Posted: 10. Jun 2008, 10:30
by TerryE
Isn't the whole point of Xen that the DomU kernels include Xen aware drivers so that they can indirectly invoke Dom0 services? How is a DomU machine going to work untethered in VBox which doesn't provide these. I've searched this forum and there isn't a relevant hit on DomU.
Posted: 12. Jun 2008, 00:42
by sprewell
TerryE, you did not read the previous posts in this thread carefully and misunderstood what we're talking about. I have a Xen VPS running a DomU kernel and want to run virtual box on top of that, so I can run FreeBSD or Solaris and not the crap linux that comes with the VPS. You're talking about running a Xen DomU kernel on top of Virtual Box, which nobody else is talking about.
Posted: 12. Jun 2008, 11:51
by TerryE
You are right. I missed that point.
At the nub of this, we still have the impasse that lies at the heart of all VM systems. It is one that we try to ignore at our peril whether we describe this in shades of "The Matrix" or we discuss it in Popek and Goldberg terms. A virtualisation environment has to enable the guest OS and system to run as if it were in control of its own environment, and there are three broad strategies for doing this:
- The H/W itself enables P&G virtualisation; and both Intel and AMD have recently introduced such support with their VT-x and AND-V architectures.

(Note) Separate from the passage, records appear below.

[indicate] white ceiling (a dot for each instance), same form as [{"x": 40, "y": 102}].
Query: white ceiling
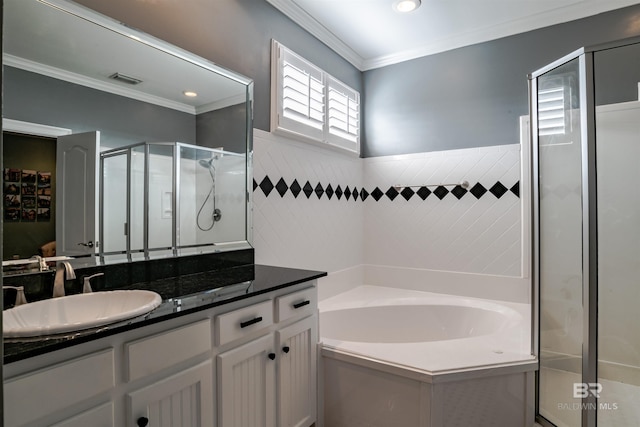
[{"x": 370, "y": 34}]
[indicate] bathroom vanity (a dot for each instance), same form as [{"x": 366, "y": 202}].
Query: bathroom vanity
[
  {"x": 165, "y": 208},
  {"x": 239, "y": 354}
]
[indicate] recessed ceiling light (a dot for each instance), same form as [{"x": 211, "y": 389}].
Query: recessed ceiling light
[{"x": 405, "y": 6}]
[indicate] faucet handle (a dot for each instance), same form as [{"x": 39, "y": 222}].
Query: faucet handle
[
  {"x": 86, "y": 288},
  {"x": 20, "y": 298}
]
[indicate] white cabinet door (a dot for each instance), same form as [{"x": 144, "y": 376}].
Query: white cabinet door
[
  {"x": 297, "y": 348},
  {"x": 183, "y": 399},
  {"x": 246, "y": 389}
]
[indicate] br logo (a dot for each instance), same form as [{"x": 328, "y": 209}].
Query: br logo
[{"x": 583, "y": 390}]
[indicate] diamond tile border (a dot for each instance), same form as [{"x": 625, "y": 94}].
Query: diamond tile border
[{"x": 478, "y": 190}]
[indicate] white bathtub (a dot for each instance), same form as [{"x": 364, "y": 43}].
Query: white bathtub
[
  {"x": 396, "y": 357},
  {"x": 431, "y": 332}
]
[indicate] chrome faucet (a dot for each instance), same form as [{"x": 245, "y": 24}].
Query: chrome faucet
[
  {"x": 20, "y": 298},
  {"x": 86, "y": 288},
  {"x": 63, "y": 272}
]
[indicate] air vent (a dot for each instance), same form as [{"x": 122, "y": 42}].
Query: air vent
[{"x": 125, "y": 79}]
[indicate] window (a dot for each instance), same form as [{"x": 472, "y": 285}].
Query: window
[
  {"x": 551, "y": 111},
  {"x": 309, "y": 104}
]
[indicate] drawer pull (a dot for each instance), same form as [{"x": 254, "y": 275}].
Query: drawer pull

- The VM S/W carries some form of JiT code translation of the guest (read Keith Adams excellent paper A Comparison of Software and Hardware Techniques for x86 Virtualization for a detailed description of how this works.)
- The guest OS actively cooperates in "the lie" and is host VM aware.
In practice most modern VM products are hybrids of these. Classic Xen was architected as category 3; classic VBox and VMware were category 2, though in reality they are both category 3 hybrids (the VMware tools and VBox guest additions are just guest aware drivers that bypass the major overheads of IO and privileged instruction virtualisation by calling the VM host directly).
Category 2 and 3 systems just do not nest well. At worst the assumptions which underpin the abstraction model fail, and something panics/BSODs either in the guest or host OS; at best the result runs like a total dog. So you are forced to introduce category 1 into the mix. Xen, WMvare and VBox now include HW virtualisation support and are continuing to develop this. With the second generation HW implementations, these are now starting to outperform pure category 2 systems. However again running HW virtualisation in the guest OS usually defeats the Host VM system.
Given that your Host is a Xen micro-kernel, you are left with the option of running H/W assist within Xen, indeed Xen will now run BSD and OpenSolaris as a guest under its H/W assist variant. Forget trying to run VBox in a DomU environment until someone like Sander says “This is now a supported host environment”. “Maybe it will work” is just too fluffy.
Posted: 12. Jun 2008, 22:55
by sprewell
Thanks for the writeup, Terry, and the info, Sander. Looks like I'm out of luck for now but at least the Virtual Box kernel module compiled: I couldn't even get the VMware kernel module to compile for the domU kernel.